Historical Data API¶
The qd.data() function provides a fluent interface for fetching historical market data.
Basic Usage¶
import qldata as qd
# Minimal query
df = qd.data("BTCUSDT", source="binance").last(30).resolution("1h").get()
# Full query with all options
df = qd.data(
"BTCUSDT", # Symbol(s)
source="binance", # Exchange
category="spot" # Market type
) \
.last(30, "days") \ # Time range
.resolution("1h") \ # Bar resolution
.clean() \ # Clean data
.fill_forward() \ # Fill gaps
.get() # Execute
Function Signature¶
Query Builder Methods¶
.last(n, unit="days")¶
Set the time range to the last N time units from now.
# Last 30 days (default unit)
.last(30)
# Last 7 days
.last(7, "days")
# Last 24 hours
.last(24, "hours")
# Last 60 minutes
.last(60, "minutes")
Parameters:
| Parameter | Type | Default | Description |
|---|---|---|---|
n | int | - | Number of time units |
unit | str | "days" | Time unit: "days", "hours", "minutes" |
.range(start, end)¶
Set an explicit date range.
from datetime import datetime
# Specific date range
.range(
datetime(2024, 1, 1),
datetime(2024, 1, 31)
)
# With timezone
from datetime import timezone
.range(
datetime(2024, 1, 1, tzinfo=timezone.utc),
datetime(2024, 1, 31, tzinfo=timezone.utc)
)
Parameters:
| Parameter | Type | Description |
|---|---|---|
start | datetime | Start of range (inclusive) |
end | datetime | End of range (inclusive) |
Timezone Handling
If no timezone is provided, UTC is assumed.

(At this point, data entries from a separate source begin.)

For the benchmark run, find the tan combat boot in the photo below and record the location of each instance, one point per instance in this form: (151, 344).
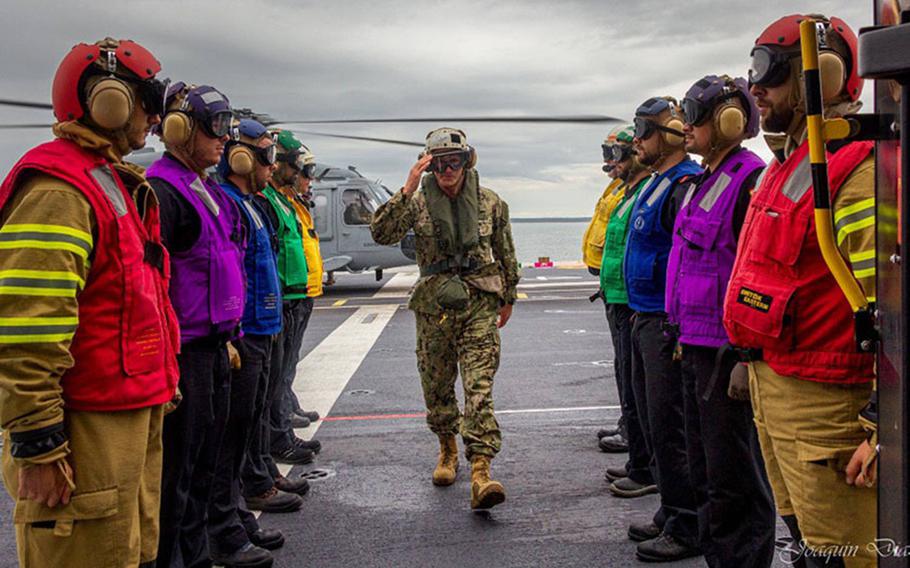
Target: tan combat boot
(447, 468)
(485, 493)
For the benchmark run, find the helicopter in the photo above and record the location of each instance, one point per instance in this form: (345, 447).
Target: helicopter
(344, 200)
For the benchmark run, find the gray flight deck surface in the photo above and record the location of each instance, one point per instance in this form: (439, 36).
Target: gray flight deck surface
(372, 503)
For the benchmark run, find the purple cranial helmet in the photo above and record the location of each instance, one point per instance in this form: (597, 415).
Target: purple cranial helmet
(707, 93)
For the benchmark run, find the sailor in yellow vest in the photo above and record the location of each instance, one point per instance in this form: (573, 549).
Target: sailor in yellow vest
(592, 245)
(298, 166)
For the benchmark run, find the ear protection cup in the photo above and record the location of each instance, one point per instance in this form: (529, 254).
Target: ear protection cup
(176, 128)
(241, 160)
(110, 103)
(471, 157)
(729, 121)
(833, 73)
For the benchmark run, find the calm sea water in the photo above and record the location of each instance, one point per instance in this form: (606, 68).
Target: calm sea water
(559, 240)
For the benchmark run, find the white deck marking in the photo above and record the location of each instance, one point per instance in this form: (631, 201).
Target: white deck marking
(589, 284)
(324, 373)
(398, 286)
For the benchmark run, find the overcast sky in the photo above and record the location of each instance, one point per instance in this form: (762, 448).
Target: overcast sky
(337, 59)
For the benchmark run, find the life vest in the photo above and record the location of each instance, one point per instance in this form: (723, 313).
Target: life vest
(648, 243)
(704, 249)
(310, 244)
(782, 298)
(292, 267)
(592, 243)
(124, 350)
(262, 312)
(612, 282)
(208, 286)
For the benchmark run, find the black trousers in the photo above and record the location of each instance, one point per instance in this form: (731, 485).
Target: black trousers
(228, 525)
(659, 399)
(191, 437)
(619, 316)
(259, 471)
(736, 515)
(296, 317)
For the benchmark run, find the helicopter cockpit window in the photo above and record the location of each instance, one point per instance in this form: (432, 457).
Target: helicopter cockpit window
(321, 214)
(358, 207)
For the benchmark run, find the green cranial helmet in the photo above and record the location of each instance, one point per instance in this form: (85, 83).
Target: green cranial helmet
(295, 153)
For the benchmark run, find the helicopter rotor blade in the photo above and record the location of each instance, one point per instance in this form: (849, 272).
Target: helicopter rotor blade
(23, 126)
(26, 104)
(565, 119)
(361, 138)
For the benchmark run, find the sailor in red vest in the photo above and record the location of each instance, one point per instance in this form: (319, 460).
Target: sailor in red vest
(735, 510)
(89, 337)
(785, 311)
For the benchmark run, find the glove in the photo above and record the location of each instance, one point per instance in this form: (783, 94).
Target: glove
(171, 405)
(739, 383)
(233, 356)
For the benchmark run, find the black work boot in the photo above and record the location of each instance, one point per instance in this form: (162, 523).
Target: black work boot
(664, 548)
(312, 445)
(275, 501)
(297, 421)
(248, 556)
(270, 539)
(640, 532)
(628, 487)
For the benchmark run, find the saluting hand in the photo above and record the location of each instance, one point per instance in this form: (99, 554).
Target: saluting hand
(505, 313)
(410, 186)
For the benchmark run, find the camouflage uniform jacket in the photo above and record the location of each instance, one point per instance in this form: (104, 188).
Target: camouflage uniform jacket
(495, 251)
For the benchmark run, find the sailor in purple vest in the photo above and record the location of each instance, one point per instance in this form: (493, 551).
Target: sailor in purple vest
(735, 510)
(200, 226)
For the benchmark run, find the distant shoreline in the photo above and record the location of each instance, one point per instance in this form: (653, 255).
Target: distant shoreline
(550, 219)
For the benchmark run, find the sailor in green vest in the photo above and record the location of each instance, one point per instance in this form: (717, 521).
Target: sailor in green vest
(634, 478)
(467, 287)
(292, 273)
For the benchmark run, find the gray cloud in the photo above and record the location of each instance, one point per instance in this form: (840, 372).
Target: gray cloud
(365, 59)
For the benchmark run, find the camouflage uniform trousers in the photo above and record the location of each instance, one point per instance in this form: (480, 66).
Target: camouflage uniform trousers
(468, 339)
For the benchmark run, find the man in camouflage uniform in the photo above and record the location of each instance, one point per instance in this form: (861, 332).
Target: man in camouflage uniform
(466, 291)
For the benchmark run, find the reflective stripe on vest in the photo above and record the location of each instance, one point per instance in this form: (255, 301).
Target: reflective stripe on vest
(782, 298)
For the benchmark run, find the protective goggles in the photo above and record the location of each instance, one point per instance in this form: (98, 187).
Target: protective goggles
(617, 152)
(297, 161)
(449, 161)
(645, 127)
(151, 94)
(770, 67)
(266, 156)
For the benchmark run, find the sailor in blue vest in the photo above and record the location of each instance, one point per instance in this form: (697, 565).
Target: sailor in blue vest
(673, 533)
(246, 166)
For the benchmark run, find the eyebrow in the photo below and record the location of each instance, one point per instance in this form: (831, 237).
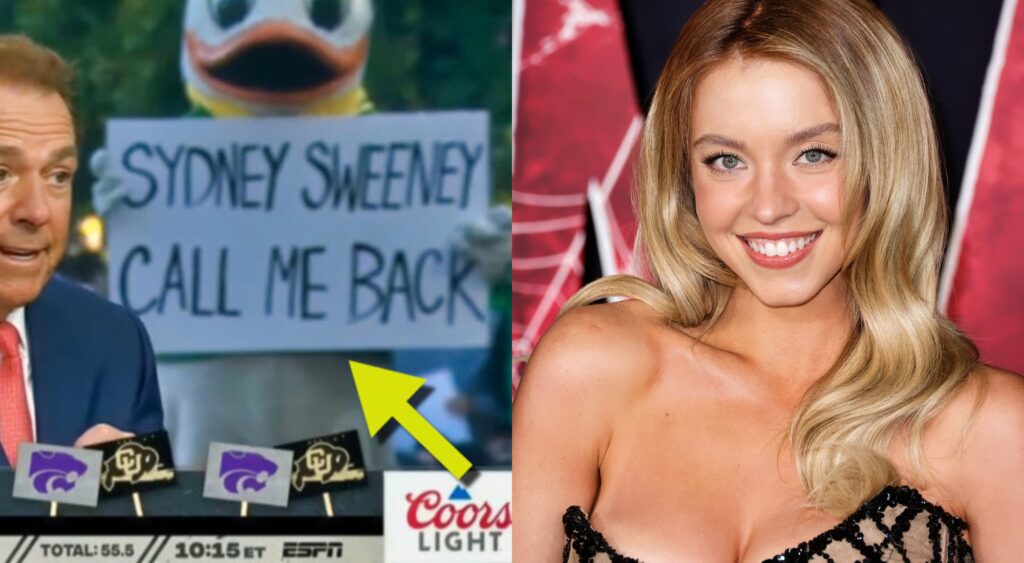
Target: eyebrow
(67, 152)
(795, 138)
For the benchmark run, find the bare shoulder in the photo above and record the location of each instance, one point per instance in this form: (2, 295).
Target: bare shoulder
(977, 443)
(598, 349)
(989, 407)
(586, 372)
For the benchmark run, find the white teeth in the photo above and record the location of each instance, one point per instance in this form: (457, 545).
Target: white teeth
(780, 248)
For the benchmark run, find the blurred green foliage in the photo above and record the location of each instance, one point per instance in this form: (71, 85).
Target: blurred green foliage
(436, 54)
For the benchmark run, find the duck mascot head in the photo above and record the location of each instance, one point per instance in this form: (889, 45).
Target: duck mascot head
(275, 57)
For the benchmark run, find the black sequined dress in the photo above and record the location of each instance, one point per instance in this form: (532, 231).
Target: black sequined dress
(895, 525)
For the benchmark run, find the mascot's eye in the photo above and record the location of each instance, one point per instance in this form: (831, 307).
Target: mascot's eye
(328, 14)
(229, 12)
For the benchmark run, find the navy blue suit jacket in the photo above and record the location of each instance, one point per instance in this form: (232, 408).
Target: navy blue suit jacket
(91, 362)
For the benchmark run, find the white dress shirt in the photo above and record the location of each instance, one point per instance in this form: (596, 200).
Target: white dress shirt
(16, 317)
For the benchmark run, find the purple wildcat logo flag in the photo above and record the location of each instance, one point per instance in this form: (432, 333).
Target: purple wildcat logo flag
(245, 470)
(51, 471)
(248, 474)
(58, 474)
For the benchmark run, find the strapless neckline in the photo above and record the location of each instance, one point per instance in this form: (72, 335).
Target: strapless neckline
(944, 537)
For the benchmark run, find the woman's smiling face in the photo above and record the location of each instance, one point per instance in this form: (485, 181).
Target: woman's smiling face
(768, 177)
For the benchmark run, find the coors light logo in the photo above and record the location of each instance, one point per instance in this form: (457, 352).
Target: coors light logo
(441, 520)
(459, 523)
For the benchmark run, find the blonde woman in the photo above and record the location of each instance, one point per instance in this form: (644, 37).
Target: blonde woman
(781, 387)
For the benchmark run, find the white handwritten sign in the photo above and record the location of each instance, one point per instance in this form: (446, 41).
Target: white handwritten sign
(299, 233)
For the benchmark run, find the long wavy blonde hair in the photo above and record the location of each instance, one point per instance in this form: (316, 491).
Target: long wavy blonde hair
(903, 361)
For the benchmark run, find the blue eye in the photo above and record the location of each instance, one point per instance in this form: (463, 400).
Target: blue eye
(817, 156)
(328, 14)
(229, 12)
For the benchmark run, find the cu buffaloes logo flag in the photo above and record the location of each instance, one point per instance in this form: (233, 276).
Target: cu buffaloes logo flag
(135, 464)
(327, 463)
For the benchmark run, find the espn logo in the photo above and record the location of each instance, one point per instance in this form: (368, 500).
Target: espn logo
(300, 550)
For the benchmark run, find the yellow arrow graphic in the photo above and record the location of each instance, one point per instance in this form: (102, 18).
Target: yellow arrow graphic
(385, 395)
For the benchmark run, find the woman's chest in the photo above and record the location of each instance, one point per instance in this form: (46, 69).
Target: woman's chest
(702, 481)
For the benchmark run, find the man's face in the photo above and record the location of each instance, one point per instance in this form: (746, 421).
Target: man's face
(37, 164)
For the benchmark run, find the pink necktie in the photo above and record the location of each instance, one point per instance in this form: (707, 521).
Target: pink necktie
(15, 427)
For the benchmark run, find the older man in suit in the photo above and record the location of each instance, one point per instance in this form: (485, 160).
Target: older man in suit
(74, 367)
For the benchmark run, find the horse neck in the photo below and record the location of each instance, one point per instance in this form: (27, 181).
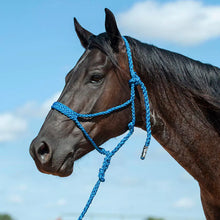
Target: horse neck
(177, 122)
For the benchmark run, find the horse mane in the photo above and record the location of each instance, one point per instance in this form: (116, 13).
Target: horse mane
(198, 82)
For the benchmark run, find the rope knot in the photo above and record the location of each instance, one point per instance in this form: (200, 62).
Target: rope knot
(130, 125)
(135, 80)
(104, 167)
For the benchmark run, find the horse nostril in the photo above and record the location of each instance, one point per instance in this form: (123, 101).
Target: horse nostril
(44, 153)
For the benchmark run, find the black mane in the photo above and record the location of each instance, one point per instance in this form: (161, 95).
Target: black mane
(199, 81)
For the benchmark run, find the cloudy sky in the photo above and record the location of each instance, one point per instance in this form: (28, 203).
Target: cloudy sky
(38, 47)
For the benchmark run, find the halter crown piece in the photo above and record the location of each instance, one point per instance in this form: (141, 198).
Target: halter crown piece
(134, 81)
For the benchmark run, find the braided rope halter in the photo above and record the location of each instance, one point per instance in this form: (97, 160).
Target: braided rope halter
(133, 82)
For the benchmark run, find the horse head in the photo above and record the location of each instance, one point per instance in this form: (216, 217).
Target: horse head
(98, 82)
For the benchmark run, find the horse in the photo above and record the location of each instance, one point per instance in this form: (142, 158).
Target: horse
(184, 98)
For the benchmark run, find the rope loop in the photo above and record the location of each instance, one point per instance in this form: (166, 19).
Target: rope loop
(130, 125)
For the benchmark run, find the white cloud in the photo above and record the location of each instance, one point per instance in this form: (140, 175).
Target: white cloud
(35, 110)
(17, 199)
(11, 126)
(14, 124)
(184, 203)
(187, 22)
(61, 202)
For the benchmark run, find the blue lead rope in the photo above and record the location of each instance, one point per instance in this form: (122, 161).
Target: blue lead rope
(134, 81)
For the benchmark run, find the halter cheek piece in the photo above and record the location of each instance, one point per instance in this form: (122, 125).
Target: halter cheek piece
(133, 82)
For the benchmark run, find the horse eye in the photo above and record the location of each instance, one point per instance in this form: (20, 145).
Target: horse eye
(96, 78)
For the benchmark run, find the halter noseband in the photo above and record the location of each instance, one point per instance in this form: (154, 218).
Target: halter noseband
(133, 82)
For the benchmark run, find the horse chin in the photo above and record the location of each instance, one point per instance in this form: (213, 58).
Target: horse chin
(66, 168)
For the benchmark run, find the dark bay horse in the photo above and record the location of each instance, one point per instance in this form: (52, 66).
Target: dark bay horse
(184, 97)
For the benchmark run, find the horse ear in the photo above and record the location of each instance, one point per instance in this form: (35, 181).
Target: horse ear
(82, 33)
(112, 30)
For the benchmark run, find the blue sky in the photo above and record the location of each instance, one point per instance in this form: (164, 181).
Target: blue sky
(38, 47)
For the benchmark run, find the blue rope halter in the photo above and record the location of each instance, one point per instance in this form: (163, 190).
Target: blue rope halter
(134, 81)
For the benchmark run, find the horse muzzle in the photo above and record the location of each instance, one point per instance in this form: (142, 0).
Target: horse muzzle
(49, 161)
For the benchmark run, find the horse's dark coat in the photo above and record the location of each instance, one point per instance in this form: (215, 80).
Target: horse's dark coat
(184, 99)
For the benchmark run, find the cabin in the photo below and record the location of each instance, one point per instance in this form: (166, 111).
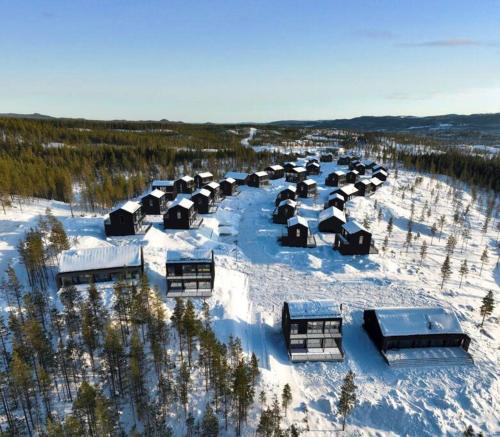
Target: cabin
(154, 203)
(336, 179)
(347, 191)
(190, 275)
(376, 183)
(126, 220)
(214, 188)
(168, 187)
(285, 210)
(380, 174)
(331, 220)
(296, 175)
(307, 188)
(275, 172)
(344, 160)
(258, 179)
(181, 214)
(336, 200)
(313, 168)
(326, 157)
(365, 187)
(354, 239)
(202, 179)
(298, 233)
(203, 201)
(239, 177)
(229, 187)
(185, 185)
(100, 264)
(288, 193)
(418, 336)
(352, 176)
(312, 330)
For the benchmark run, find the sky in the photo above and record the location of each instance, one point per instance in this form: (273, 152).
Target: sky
(252, 60)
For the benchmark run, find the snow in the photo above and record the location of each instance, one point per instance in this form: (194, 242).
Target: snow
(313, 309)
(100, 258)
(130, 206)
(417, 321)
(352, 226)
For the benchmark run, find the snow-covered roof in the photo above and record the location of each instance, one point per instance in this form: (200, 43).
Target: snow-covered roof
(184, 255)
(162, 183)
(205, 174)
(331, 212)
(131, 206)
(352, 226)
(99, 258)
(417, 321)
(313, 309)
(349, 189)
(203, 192)
(183, 203)
(157, 193)
(297, 220)
(289, 202)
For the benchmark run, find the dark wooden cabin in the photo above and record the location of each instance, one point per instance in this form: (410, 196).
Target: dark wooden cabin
(154, 203)
(307, 188)
(313, 168)
(352, 176)
(185, 185)
(298, 233)
(296, 175)
(331, 220)
(312, 330)
(335, 179)
(229, 187)
(275, 171)
(100, 264)
(336, 200)
(285, 210)
(126, 220)
(168, 187)
(418, 336)
(215, 191)
(203, 201)
(365, 187)
(181, 214)
(190, 275)
(354, 239)
(258, 179)
(203, 178)
(288, 193)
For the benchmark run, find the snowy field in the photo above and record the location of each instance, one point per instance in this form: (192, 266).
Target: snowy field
(254, 275)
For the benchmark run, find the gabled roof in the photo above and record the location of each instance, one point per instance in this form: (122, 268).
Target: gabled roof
(313, 309)
(100, 258)
(352, 227)
(201, 192)
(331, 212)
(183, 203)
(205, 174)
(417, 321)
(156, 193)
(130, 206)
(297, 220)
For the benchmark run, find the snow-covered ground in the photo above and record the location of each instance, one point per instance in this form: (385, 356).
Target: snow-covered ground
(254, 275)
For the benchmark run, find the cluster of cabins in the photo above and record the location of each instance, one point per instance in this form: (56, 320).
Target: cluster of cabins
(312, 329)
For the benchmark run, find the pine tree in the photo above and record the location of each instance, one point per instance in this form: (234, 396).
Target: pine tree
(464, 270)
(445, 270)
(487, 307)
(347, 400)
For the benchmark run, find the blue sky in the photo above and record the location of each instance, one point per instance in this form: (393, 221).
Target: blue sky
(254, 60)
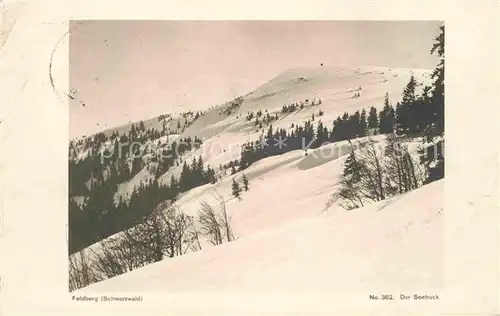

All returned timestamps are in UTC.
.resolution(timeframe)¶
Set the bar/candle resolution.
# Using string shortcuts
.resolution("1m") # 1-minute
.resolution("5m") # 5-minute
.resolution("15m") # 15-minute
.resolution("1h") # 1-hour
.resolution("4h") # 4-hour
.resolution("1d") # Daily
.resolution("1w") # Weekly
# Using Timeframe enum
from qldata import Timeframe
.resolution(Timeframe.HOUR_1)
Supported Resolutions:
| String | Timeframe Enum | Description |
|---|---|---|
"1m" | Timeframe.MINUTE_1 | 1 minute |
"3m" | Timeframe.MINUTE_3 | 3 minutes |
"5m" | Timeframe.MINUTE_5 | 5 minutes |
"15m" | Timeframe.MINUTE_15 | 15 minutes |
"30m" | Timeframe.MINUTE_30 | 30 minutes |
"1h" | Timeframe.HOUR_1 | 1 hour |
"2h" | Timeframe.HOUR_2 | 2 hours |
"4h" | Timeframe.HOUR_4 | 4 hours |
"6h" | Timeframe.HOUR_6 | 6 hours |
"8h" | Timeframe.HOUR_8 | 8 hours |
"12h" | Timeframe.HOUR_12 | 12 hours |
"1d" | Timeframe.DAY_1 | 1 day |
"3d" | Timeframe.DAY_3 | 3 days |
"1w" | Timeframe.WEEK_1 | 1 week |
"1M" | Timeframe.MONTH_1 | 1 month |
.clean(**kwargs)¶
Apply adaptive data cleaning.
# Basic cleaning (sorts, deduplicates)
.clean()
# Aggressive cleaning
.clean(
remove_invalid_prices=True, # Remove zero/negative prices
validate_ohlc=True, # Validate OHLC relationships
remove_outliers=True, # Remove statistical outliers
dropna_subset=None # Columns to check for NaN
)
Parameters:
| Parameter | Type | Default | Description |
|---|---|---|---|
remove_invalid_prices | bool | False | Remove rows with zero or negative prices |
validate_ohlc | bool | False | Ensure high ≥ open,close ≥ low |
remove_outliers | bool | False | Remove statistical outliers (>3σ) |
dropna_subset | list[str] | None | Columns to check for NaN (default: OHLCV) |
.fill_forward() / .fill_backward() / .interpolate()¶
Fill missing values.
# Forward fill (use last known value)
.fill_forward()
# Backward fill (use next known value)
.fill_backward()
# Linear interpolation
.interpolate()
.interpolate(method="linear") # Default
.interpolate(method="time") # Time-weighted
.resample(timeframe)¶
Resample bars to a different timeframe.
# Fetch 1-minute data, resample to hourly
df = qd.data("BTCUSDT", source="binance") \
.last(1, "days") \
.resolution("1m") \
.resample("1h") \
.get()
Upsampling Not Supported
You can only resample to larger timeframes (e.g., 1m → 1h). Resampling to smaller timeframes is not supported.
.get(**kwargs)¶
Execute the query and return data.
# Basic execution
df = query.get()
# With options
df = query.get(
cache=True, # Use disk cache
validate=True, # Validate data
parallel=False, # Parallel download (multi-symbol)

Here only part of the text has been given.